Cartridges are available in 4 grades of loading:-

Red Mark (20 grain Charge)

For armoured copper cables greater than 86mm

(3 3/8")0D.

Green Mark (16 grain Charge)

For armoured copper cables up to 86mm

(3 3/8")0D.

Silver Mark (12 grain Charge)

For 3 core Al/Polymeric cables and single core Al/polymeric cables of 150 & 240 sq.mm. CSA.

Yellow Mark (10 grain Charge) For single core Al/Polymeric cables of 70 sq.mm. CSA.



Cartridge FailureIf during the process of spiking the cable, the cartridge fails to fire, remain at a safe distance for at least three minutes, before approaching the spiking gun to replace the cartridge.

Consequences of an Incorrect Cable SpikingIn the event of incorrect cable identification, the following consequences may occur:

Incorrect Spiking of a Live HV Cable

The resultant damage will operate the source protection of the live cable and cause an alarm to be sent to Control.
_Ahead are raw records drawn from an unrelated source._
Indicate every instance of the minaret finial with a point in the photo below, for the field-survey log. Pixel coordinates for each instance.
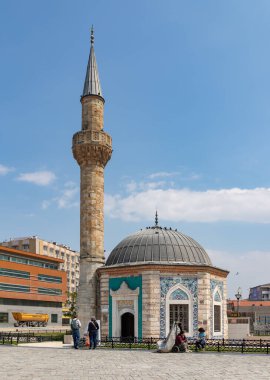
(92, 35)
(156, 219)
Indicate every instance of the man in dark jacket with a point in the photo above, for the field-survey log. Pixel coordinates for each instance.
(93, 328)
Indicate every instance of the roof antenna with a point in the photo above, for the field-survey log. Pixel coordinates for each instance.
(156, 220)
(92, 35)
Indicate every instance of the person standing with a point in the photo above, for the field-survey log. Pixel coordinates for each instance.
(75, 329)
(181, 342)
(93, 328)
(201, 342)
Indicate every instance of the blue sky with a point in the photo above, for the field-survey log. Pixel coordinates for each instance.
(187, 90)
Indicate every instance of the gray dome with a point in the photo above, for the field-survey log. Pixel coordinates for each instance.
(158, 245)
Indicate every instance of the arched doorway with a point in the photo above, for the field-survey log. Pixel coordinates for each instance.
(127, 325)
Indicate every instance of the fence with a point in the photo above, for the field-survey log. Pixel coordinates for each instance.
(217, 345)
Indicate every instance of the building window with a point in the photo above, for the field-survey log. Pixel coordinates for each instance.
(217, 303)
(3, 317)
(18, 260)
(4, 258)
(50, 291)
(179, 313)
(217, 318)
(14, 288)
(54, 318)
(44, 277)
(14, 273)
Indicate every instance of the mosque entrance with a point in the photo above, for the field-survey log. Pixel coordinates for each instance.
(127, 325)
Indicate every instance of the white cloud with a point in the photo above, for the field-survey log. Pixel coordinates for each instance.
(162, 175)
(66, 199)
(4, 170)
(41, 178)
(241, 267)
(248, 205)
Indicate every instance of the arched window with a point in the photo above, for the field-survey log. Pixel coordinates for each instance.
(217, 308)
(178, 308)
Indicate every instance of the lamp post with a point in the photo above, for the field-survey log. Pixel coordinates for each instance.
(238, 296)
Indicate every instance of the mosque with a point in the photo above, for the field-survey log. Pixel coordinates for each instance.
(153, 277)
If there is “downstream” protection on the HV feeder, before the point of spiking, or if the cable belongs to another party, then it is probable that no immediate information will be received at Control.

An incorrectly spiked HV cable, belonging to another party (such as an Independent Distribution Network Operator) could be re-energised by that party, following its initial spiking and consequential circuit tripping. This would result in serious danger. It is therefore essential to obtain positive verification by an approved method, as detailed in section 8.11, when identifying a cable by signal injection.

Incorrect Spiking of a Dead, Isolated or Abandoned HV or LV Cable

There would be no indication of an incorrect spiking. It should be appreciated that if a spiked isolated cable was to be unknowingly energised, serious danger would result.

Incorrect Spiking of a Live LV Cable

The spiking may not produce any observable signs (such as sparks, flames or smoke) that the cable is live. It should be appreciated that after the spiking, the cable could still be live on one or more phases which could also make the spiking gun live.

In the event of the spiking of the wrong cable, the field operative shall not remove the spiking gun. The Control Engineer shall be informed of the error and the Control Engineer will give further instructions.